I'm curious as well. I lopped off the tops of mine and replanted them next to the others..


----------



## roadmaster (Nov 5, 2009)

I have some growing that when it reaches the surface and begin's to bend back down/across,I trim off the tops maybe six inches down, and remove the bottom portion to do whatever with ,and replant the top's and the process is repeated.
I perform largish water change after I pull up any plant's from the substrate and pull em out gently.
Large increase in organic matter from substrate into water column when uprooting plant's, can give sudden rise to algae bloom IME


----------



## fli1979.fl (Sep 16, 2015)

With mine I just trim top and replant helps to fill out bottoms just keep growing 

Sent from my SM-G900F


----------



## Daisy Mae (Jun 21, 2015)

The tops are the nicest parts. 

If you have enough total stems I would cut it all the way to the bottom (leave the buried part in if you don't mind). Then trim off the tops and replant. I prefer irregular heights for the replanted stems. Then as it grows out I just trim down whatever is too tall, leaving the rest of the clump un-trimmed. 

Works great when there's not too many stems to trim.

I try not to pull out stems when I can help it. The portion left buried eventually degrades anyway.


----------



## essabee (Oct 7, 2006)

Cut the ludwigia off leaving 2 nodes above the substrate. It will regrow.

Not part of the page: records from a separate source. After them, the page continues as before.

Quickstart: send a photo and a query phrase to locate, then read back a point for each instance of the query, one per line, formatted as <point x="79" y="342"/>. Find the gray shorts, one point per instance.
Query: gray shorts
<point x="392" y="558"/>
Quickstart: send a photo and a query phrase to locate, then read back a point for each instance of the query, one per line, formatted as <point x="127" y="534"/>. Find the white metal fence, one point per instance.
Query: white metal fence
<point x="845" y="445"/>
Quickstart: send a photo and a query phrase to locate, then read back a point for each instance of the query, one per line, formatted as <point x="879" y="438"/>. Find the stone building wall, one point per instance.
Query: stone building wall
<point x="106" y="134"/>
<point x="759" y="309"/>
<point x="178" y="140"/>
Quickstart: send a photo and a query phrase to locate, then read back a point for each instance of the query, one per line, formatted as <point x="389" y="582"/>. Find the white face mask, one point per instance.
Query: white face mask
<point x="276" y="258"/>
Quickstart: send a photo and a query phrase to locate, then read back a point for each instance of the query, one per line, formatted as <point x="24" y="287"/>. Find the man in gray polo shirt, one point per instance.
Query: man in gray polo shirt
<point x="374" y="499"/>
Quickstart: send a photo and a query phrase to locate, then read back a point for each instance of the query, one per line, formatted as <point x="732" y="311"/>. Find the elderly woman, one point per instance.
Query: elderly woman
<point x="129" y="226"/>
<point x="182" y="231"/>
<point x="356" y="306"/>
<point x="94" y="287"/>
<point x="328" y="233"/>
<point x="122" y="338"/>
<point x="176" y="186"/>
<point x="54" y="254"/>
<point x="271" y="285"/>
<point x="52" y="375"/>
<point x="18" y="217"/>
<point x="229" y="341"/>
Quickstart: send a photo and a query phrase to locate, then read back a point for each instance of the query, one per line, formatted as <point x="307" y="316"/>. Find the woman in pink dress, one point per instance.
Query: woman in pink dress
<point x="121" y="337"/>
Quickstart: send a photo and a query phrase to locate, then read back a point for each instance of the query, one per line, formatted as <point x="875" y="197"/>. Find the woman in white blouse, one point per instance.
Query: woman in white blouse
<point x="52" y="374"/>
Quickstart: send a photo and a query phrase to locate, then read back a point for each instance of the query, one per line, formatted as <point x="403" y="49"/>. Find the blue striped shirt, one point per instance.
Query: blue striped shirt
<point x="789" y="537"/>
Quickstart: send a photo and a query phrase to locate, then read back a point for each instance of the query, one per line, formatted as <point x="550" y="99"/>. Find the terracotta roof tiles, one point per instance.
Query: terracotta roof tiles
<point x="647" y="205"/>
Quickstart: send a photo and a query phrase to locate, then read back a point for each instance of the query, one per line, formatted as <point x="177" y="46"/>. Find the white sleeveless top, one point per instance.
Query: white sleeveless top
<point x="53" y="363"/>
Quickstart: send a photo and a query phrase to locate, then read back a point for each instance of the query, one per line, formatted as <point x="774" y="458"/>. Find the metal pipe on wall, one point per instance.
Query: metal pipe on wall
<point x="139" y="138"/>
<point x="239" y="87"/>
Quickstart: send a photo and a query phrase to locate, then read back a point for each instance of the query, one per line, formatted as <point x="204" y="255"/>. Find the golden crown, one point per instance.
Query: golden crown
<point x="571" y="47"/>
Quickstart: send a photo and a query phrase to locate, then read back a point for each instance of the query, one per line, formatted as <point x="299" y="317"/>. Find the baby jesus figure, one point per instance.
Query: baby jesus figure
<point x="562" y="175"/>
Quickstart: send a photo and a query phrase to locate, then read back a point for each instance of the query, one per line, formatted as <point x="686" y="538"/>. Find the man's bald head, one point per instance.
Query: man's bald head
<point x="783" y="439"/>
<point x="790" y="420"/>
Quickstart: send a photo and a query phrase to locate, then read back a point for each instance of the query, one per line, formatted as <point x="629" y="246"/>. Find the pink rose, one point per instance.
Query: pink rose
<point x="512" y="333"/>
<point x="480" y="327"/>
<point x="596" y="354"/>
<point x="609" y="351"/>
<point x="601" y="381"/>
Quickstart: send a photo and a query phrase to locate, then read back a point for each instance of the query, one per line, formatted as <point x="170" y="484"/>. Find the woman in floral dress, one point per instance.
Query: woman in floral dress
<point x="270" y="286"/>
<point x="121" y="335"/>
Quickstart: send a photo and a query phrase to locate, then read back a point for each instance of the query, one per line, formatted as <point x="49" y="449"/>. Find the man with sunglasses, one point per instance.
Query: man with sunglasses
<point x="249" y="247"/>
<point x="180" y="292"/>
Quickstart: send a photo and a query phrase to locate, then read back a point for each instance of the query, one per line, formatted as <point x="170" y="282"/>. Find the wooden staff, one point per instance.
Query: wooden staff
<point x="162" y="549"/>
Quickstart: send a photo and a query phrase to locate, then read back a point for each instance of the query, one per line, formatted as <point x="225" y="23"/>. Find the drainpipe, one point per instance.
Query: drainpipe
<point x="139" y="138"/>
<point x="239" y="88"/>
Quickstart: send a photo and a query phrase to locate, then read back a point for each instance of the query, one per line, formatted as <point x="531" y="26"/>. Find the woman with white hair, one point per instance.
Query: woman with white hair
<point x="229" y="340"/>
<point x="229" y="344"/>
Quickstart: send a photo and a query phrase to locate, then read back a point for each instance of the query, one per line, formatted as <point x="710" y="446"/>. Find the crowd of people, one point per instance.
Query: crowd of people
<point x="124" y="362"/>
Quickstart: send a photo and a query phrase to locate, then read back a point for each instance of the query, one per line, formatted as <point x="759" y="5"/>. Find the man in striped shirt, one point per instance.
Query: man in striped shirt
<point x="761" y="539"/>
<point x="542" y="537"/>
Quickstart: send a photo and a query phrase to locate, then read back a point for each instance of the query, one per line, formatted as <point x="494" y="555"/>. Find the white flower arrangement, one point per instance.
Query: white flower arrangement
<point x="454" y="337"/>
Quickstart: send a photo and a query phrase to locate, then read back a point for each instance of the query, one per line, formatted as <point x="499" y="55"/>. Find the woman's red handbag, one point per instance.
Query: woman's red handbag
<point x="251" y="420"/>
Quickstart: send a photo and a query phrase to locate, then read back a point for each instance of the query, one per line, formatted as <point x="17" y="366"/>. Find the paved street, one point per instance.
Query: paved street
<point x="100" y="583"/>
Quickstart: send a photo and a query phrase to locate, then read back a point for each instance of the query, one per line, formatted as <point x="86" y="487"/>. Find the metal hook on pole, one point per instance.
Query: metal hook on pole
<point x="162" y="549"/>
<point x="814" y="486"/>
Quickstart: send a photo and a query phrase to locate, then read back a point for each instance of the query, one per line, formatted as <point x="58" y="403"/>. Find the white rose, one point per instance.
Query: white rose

Now trim each branch just below the second Arial root. The stem portion from where these root emerges has stored food which allows the plant to re-establish itself. Use as many of these trimmings you wish for replanting, irregular height plantings (as Daisy Mae suggested) is good advice, plant deep enough to bury the roots. Either compost the lower stem or throw away the lower stem only after drying it. RAOK the rest of the upper stems.


----------



## ctaylor3737 (Nov 14, 2013)

Just chop it down replant the tops. The bottoms alot of times will split. I just trim the split off then pull the main plant will usually just keep splitting 

Sent from my SM-G900V using Tapatalk


----------



## Aquarium_Alex (Jul 28, 2014)

Chop about an inch below that line you drew. Rip out+toss/raok ugly bottom parts. Bury that bottom inch of the chopped off part in the substrate so only the nice-looking top leaves are above the substrate.


----------



## jmeeter (Nov 22, 2015)

Aquarium_Alex said:


> Chop about an inch below that line you drew. Rip out+toss/raok ugly bottom parts. Bury that bottom inch of the chopped off part in the substrate so only the nice-looking top leaves are above the substrate.


This is exactly what I will do, thank you!


----------